Published on Monday 30 November 2015

Carrying off the Palaces: John’s Ruskin’s Lost Daguerreotypes has won the Apollo Award for Book of the Year 2015.

‘The Apollo Book of the Year Award recognises publications that have contributed significantly to their field, both advancing scholarly research and extending its public reach.’

Apollo is a monthly international art magazine that was founded in 1925 and covers ‘everything from antiquities to contemporary work.’

The award was presented to Ken & Jenny Jacobson in London at an annual awards dinner in the Great Room at the RSA, the Royal Society for the Encouragement of Arts, Manufacture and Commerce (founded in 1754). The book was selected from a diverse shortlist that included a study of Renaissance sculptor Tullio Lombardo, a biography of American abstract painter Agnes Martin, a study of post-war English architecture and a history of British Museums and exhibitions from 1800–1915.
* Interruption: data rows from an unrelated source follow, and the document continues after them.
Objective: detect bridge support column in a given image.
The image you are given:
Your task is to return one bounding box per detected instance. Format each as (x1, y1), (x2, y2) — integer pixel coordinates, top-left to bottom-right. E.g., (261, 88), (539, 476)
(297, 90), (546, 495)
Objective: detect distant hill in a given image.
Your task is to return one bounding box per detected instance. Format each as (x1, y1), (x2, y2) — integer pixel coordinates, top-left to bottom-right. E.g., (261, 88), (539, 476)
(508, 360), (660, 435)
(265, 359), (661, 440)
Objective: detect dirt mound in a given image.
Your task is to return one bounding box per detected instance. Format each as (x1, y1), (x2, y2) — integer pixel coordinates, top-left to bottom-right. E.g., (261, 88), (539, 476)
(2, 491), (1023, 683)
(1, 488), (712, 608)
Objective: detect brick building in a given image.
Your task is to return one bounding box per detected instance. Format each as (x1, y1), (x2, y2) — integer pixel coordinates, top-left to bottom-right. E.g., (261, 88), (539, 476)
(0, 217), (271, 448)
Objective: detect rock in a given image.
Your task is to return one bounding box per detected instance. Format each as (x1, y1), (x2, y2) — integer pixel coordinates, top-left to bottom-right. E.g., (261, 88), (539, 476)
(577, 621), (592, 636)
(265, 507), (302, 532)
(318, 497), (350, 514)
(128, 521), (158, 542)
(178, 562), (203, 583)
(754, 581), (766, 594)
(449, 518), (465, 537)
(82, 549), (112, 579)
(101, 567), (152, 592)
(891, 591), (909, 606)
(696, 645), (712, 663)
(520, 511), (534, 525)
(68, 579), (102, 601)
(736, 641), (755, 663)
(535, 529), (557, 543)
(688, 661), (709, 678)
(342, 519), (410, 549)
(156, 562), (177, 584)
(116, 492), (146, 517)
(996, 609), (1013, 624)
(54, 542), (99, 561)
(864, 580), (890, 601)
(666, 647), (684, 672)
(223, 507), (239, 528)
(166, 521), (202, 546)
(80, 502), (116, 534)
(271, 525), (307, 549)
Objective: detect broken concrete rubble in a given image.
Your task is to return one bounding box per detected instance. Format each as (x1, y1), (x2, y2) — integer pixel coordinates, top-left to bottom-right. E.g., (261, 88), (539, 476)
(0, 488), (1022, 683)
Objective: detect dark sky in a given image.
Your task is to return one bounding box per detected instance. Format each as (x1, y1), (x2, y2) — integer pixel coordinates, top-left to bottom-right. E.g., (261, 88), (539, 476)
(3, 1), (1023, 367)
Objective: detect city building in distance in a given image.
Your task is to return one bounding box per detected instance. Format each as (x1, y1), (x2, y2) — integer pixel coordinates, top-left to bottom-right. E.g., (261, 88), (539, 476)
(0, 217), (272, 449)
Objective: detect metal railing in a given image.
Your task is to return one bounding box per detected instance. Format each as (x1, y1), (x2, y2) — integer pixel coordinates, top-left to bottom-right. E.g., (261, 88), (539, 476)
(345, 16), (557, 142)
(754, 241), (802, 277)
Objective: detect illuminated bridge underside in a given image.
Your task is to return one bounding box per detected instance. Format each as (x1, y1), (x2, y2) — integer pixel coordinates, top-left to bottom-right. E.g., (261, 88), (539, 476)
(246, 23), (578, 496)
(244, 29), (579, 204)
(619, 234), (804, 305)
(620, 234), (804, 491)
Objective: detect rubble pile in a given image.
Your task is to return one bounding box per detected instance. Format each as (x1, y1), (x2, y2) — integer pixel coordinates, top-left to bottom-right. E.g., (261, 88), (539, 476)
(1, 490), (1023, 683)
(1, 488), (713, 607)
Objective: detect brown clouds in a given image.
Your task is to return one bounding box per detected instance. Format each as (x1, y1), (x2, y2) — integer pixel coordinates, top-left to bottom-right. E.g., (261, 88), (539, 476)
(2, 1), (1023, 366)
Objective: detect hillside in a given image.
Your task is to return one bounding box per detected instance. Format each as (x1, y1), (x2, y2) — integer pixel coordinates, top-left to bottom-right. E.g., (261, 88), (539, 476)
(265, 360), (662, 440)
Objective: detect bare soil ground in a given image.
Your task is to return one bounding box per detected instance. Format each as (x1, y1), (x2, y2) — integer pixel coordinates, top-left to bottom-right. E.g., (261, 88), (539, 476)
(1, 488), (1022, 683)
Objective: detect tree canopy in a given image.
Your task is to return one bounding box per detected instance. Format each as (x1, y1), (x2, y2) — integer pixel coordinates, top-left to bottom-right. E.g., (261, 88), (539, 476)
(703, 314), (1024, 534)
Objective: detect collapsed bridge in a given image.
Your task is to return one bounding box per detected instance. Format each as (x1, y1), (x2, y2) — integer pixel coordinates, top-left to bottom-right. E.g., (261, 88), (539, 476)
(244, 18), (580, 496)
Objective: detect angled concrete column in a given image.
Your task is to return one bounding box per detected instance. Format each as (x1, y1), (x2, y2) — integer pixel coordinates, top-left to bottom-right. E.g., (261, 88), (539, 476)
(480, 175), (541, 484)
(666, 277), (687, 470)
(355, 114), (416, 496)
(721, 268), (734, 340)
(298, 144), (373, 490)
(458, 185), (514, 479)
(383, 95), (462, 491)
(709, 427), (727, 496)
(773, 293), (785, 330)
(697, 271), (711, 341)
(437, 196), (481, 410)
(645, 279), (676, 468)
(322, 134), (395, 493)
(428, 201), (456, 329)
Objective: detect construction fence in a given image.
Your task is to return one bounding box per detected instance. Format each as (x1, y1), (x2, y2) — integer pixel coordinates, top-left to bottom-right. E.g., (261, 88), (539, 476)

Presenting the award, editor Thomas Marks stated, ‘our winner this year is a volume that captures the romance and adventure of research – there may indeed be such a thing – as well as the excitement of that type of discovery that rearranges a particular field, and the contours of others that lie beyond it … The resulting volume transforms our understanding of Ruskin’s critical methods and of his photographic pursuits, and is a major contribution to the history of early photography.’

The December issue of Apollo Magazine features the Apollo Awards and Michael Hall reports on the Book of the Year: Carrying Off the Palaces: John Ruskin’s Lost Daguerreotypes …
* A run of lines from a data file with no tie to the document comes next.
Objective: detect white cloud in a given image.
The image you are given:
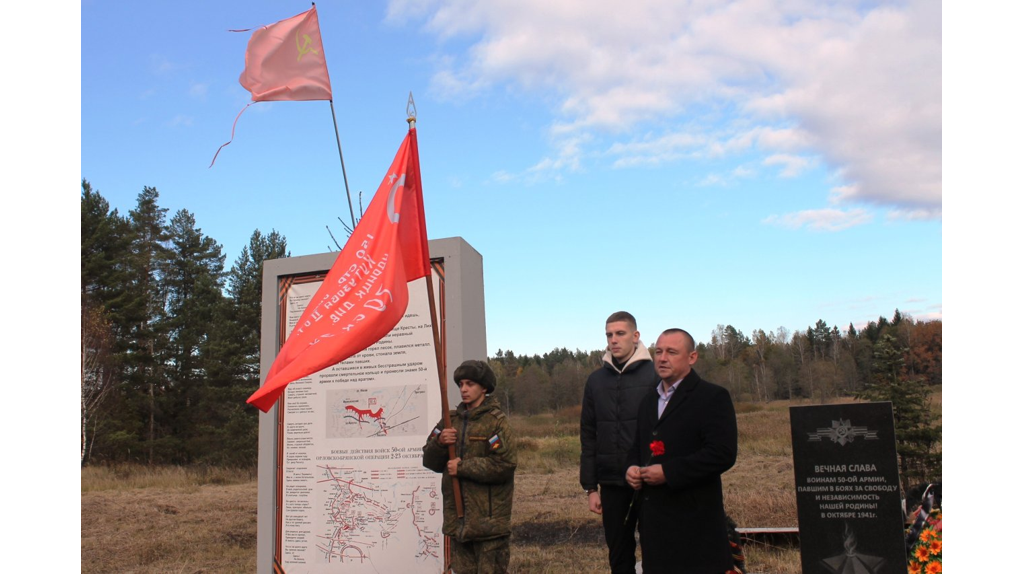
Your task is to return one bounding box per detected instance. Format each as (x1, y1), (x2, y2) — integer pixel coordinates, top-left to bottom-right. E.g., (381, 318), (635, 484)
(762, 208), (873, 231)
(489, 170), (515, 184)
(534, 133), (589, 173)
(166, 115), (194, 128)
(747, 126), (814, 153)
(914, 311), (942, 322)
(698, 173), (726, 187)
(763, 154), (813, 178)
(607, 132), (705, 167)
(149, 54), (181, 75)
(488, 132), (590, 184)
(828, 184), (858, 205)
(606, 125), (814, 167)
(428, 63), (491, 101)
(886, 207), (942, 221)
(732, 165), (756, 178)
(189, 82), (208, 98)
(389, 0), (940, 215)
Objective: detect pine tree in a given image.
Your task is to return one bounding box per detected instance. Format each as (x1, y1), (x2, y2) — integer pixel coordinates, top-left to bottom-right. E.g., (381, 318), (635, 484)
(162, 209), (227, 462)
(857, 334), (941, 493)
(227, 229), (289, 385)
(125, 186), (172, 464)
(81, 181), (138, 463)
(193, 229), (290, 466)
(82, 180), (136, 338)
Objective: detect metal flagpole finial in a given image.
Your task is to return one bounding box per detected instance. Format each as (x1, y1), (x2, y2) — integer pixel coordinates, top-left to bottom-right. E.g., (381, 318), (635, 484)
(407, 92), (417, 128)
‘Just occasionally a major work of scholarship carries a memorable emotional charge. Here is a book of great significance for both the history of photography and an understanding of one of the most influential of all art critics that is also a gripping detective story and a tale of the survival against all the odds of a remarkable artistic legacy. As Marcus Waithe wrote in his review in May, ‘this book haunts the imagination'.’